To solve this problem, we need to analyze the heat transfer occurring through the walls of the container and how it relates to the motion of the block and the wheel inside the water. The key points to consider are the thermal conductivity of the container, the temperature difference, and the steady-state conditions of the system.

Understanding Heat Transfer

Heat transfer through the walls of the container can be described using Fourier's law of heat conduction, which states that the rate of heat transfer (Q) through a material is proportional to the temperature difference (ΔT) across the material and the surface area (A) through which the heat is being transferred.
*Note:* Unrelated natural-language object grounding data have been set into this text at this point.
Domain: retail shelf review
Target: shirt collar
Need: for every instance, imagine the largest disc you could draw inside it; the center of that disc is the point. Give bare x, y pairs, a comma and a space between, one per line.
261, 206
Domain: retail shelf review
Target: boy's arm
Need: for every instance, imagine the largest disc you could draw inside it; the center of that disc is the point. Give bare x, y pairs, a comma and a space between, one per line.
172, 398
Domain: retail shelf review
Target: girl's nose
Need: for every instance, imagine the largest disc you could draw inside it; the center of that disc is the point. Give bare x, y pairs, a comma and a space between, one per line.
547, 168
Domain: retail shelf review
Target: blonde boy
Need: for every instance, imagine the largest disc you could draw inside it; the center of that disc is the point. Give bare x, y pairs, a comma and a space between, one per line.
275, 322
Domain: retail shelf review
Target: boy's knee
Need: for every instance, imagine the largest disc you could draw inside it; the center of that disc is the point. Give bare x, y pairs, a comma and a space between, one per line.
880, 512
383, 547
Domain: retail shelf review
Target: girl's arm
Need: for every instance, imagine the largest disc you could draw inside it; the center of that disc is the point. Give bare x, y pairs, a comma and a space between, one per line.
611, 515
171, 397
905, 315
The formula can be expressed as:

Q = k * A * (ΔT / d)

Where:

  • Q = rate of heat transfer (in watts)
  • k = thermal conductivity of the material (in W/m·K)
  • A = surface area (in m²)
  • ΔT = temperature difference (in °C or K)
  • d = thickness of the material (in meters)

Given Values

From the problem, we have:

  • Thermal conductivity, k = 0.5 W/m·K
  • Wall thickness, d = 2 mm = 0.002 m
  • Surface area in contact with water, A = 0.05 m²
  • Temperature of the ice bath, T_ice = 0°C
  • Temperature of water, T_water = 1°C

Calculating the Heat Transfer Rate

The temperature difference between the water and the ice bath is:

ΔT = T_water - T_ice = 1°C - 0°C = 1°C

Now, substituting the values into the heat transfer equation:

Q = 0.5 W/m·K * 0.05 m² * (1 K / 0.002 m)

Q = 0.5 * 0.05 * 500 = 12.5 W

Relating Heat Transfer to the Block's Motion

In steady state, the heat lost by the water (12.5 W) is equal to the work done by the block as it descends. The block moves down at a constant speed of 10 cm/s, which means the force exerted by the block (due to its weight) is balanced by the torque produced by the wheel's rotation.

The power (P) exerted by the block as it descends can be expressed as:

P = F * v

Where:

  • P = power (in watts)
  • F = force (in newtons)
  • v = velocity (in m/s)

Given that the velocity v = 10 cm/s = 0.1 m/s, we can express the force as:

F = M * g

Where g is the acceleration due to gravity (approximately 9.81 m/s²). Thus, we can rewrite the power equation as:

P = M * g * v

Setting Up the Equation

Since we know the power exerted by the block must equal the heat transfer rate:

12.5 W = M * 9.81 m/s² * 0.1 m/s

Now, we can solve for the mass M:

M = 12.5 W / (9.81 m/s² * 0.1 m/s)

M = 12.5 / 0.981 = 12.74 kg

Final Result

The mass of the block M is approximately 12.74 kg. This means that for the system to maintain a constant temperature of 1°C while the block descends at a steady speed, the block must have this mass. This balance between heat loss and mechanical work illustrates the principles of thermodynamics and energy conservation in a practical scenario.